窓を打ち付ける雨が、私をこの室内に留めようとしているようです。
私はいつものように、新聞を読みながら遅い昼食を食べていました。
そろそろかと予想はしていましたが、新聞の見出しにユメノ様が登場しました。
『夜の市場で "黒い暴風" が荒れ狂う』
とある女性Y.Bが夜の市場で港の管理部に暴言を吐き、止めようとした騎士団員と居合わせた客数名に重軽傷を負わせた。
現場の屋台十数件からの被害報告もあり、騎士団が調査を進めている。
女性は現行犯で逮捕されており、現在は騎士団の監視下に置かれている。
ミケーノ様の話から随分経った日の新聞に載った事から考え、昨日辺り情報規制の一部が解かれたのかと思います。
もう誌面の情報を統制するだけでは意味がありませんし、人の口にとは立てられませんからね。

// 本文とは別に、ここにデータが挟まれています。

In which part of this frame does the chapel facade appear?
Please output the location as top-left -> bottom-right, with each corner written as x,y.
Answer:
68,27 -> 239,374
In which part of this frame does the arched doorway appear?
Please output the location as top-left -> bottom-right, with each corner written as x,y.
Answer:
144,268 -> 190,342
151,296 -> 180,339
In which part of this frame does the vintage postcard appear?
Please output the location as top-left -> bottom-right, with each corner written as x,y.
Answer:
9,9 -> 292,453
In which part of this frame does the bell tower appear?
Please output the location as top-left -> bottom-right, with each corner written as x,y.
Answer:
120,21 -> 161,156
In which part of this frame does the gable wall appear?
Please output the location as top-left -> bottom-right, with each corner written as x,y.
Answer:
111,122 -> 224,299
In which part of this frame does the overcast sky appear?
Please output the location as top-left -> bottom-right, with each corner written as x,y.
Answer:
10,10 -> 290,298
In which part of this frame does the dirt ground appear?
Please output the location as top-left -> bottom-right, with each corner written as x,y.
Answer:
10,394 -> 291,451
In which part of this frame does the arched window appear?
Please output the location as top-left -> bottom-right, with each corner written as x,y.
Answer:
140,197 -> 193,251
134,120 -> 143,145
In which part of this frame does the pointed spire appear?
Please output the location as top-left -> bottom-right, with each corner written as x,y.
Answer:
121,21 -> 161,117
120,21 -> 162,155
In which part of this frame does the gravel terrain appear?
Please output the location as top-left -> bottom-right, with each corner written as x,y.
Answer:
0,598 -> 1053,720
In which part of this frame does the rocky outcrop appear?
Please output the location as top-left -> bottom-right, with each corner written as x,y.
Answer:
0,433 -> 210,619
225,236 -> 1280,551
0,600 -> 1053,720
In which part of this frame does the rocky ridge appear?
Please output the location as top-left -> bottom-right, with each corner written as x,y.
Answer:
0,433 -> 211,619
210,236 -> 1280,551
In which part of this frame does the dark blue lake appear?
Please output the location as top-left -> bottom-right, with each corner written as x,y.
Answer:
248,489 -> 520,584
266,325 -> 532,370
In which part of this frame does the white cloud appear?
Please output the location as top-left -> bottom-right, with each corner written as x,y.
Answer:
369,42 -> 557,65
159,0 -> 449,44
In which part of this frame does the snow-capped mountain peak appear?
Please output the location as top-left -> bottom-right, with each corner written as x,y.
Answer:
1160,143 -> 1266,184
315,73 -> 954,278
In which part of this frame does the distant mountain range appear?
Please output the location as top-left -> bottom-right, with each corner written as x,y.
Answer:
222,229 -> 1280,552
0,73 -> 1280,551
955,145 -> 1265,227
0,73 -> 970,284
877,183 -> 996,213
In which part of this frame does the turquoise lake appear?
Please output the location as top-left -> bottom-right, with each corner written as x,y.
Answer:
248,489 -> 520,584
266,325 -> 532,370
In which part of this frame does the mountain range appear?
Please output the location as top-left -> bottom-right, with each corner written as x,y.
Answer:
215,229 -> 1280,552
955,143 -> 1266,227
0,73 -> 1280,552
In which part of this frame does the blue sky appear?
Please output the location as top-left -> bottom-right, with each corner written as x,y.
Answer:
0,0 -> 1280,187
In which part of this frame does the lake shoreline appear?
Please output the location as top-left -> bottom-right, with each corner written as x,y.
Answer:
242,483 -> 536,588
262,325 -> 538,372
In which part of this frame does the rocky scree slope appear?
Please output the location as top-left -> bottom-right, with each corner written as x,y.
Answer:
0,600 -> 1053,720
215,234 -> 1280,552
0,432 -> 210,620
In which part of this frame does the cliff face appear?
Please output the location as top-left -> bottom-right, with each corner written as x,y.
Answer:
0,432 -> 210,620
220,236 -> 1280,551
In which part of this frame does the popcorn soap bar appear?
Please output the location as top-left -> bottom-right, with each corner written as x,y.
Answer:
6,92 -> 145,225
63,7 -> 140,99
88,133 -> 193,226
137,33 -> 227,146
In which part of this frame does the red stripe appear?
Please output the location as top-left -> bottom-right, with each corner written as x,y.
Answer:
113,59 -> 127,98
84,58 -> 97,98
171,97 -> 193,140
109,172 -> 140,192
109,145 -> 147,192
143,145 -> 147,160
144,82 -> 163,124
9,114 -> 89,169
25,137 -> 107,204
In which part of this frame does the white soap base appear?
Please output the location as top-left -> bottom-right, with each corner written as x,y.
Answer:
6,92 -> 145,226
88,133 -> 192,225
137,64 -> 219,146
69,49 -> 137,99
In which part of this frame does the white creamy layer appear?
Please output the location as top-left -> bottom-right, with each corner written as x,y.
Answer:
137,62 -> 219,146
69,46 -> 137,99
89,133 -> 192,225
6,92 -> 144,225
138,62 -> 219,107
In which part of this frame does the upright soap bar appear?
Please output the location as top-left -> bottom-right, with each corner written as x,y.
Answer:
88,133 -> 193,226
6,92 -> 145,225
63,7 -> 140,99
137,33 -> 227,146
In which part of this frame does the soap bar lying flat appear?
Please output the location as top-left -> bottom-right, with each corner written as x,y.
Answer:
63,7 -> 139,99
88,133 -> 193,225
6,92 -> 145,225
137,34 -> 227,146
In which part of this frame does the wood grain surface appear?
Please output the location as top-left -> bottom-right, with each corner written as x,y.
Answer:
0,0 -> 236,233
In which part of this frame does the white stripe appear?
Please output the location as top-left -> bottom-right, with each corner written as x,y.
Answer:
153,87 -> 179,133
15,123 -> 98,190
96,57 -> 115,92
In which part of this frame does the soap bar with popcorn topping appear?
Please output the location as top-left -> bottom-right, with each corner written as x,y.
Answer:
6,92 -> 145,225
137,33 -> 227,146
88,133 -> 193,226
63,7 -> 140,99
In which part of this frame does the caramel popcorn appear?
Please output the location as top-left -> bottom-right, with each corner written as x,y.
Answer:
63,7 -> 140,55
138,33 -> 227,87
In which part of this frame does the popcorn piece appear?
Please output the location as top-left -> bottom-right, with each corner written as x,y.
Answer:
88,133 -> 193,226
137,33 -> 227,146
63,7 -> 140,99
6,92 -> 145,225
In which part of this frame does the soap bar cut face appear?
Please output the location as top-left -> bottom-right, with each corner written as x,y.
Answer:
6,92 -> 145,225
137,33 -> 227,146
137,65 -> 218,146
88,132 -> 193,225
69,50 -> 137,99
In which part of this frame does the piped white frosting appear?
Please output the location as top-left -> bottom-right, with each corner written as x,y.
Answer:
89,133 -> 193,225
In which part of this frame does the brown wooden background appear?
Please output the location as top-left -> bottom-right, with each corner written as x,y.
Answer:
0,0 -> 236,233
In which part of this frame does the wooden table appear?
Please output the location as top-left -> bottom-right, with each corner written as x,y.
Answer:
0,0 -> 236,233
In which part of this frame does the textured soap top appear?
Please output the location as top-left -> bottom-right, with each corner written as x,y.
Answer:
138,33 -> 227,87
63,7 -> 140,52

市場にいた何人かは女性の正体に気付いているでしょう。
私はユメノ様が本当の意味で認められる日を楽しみにしていたのですけどね……
きっとこれは私のエゴなのでしょうけど。
食器類を片付け、今日は読書をして過ごそうと考えていた時。
来客を告げるチャイムが鳴りました。
大家さんだと思いドアを開けたところ、色々と予想外な事が待ち受けていました。
「初めまして、君がキーノス君だよね?」
見目麗しい騎士の方が気さくに挨拶をしてくださいました。
先程の陰鬱とした気分を吹き飛ばすような、春を思わせる笑顔を浮かべています。
「初めまして、私がキーノスでございます。失礼ですが、」
「うぃーっす! キーちゃん!」
挨拶を返している最中に、聞きなれた声が聞こえました。
私をそのように呼ぶ人間はこの世で一人です。
「ご無沙汰しておりますビャンコ様」
「おひさ! 寒いから入って良い?」
「申し訳ありませんが、本日は来客の予定がありませんので、ご遠慮いただけますと幸いです」
「ぶふっ、店の外もそんな感じなの?」
「大変申し訳ありません」
嫌な予感がします。
先程から気になって仕方がないですが、ローブを着ているのに、肝心の猫が見当たりません。
「ハナビ」
白い男が囁きました。
「ここに鳩呼んでいい? 百匹くらい」
白い男が白い鳥をここへ呼ぶつもりのようです。
「噴水前でどうぞ」と言いたいのを堪え、私は軽く頭を下げてから申しあげました。
「まだ寒い季節ですし、よろしければこの部屋のリビングにご招待させていただきますがいかがでしょうか?」
「ありがと! 寒かったんだよね!」
私の招待を聞いてすぐ、ビャンコ様が私を押しのけて部屋に入り、玄関で靴を脱ぎ始めます。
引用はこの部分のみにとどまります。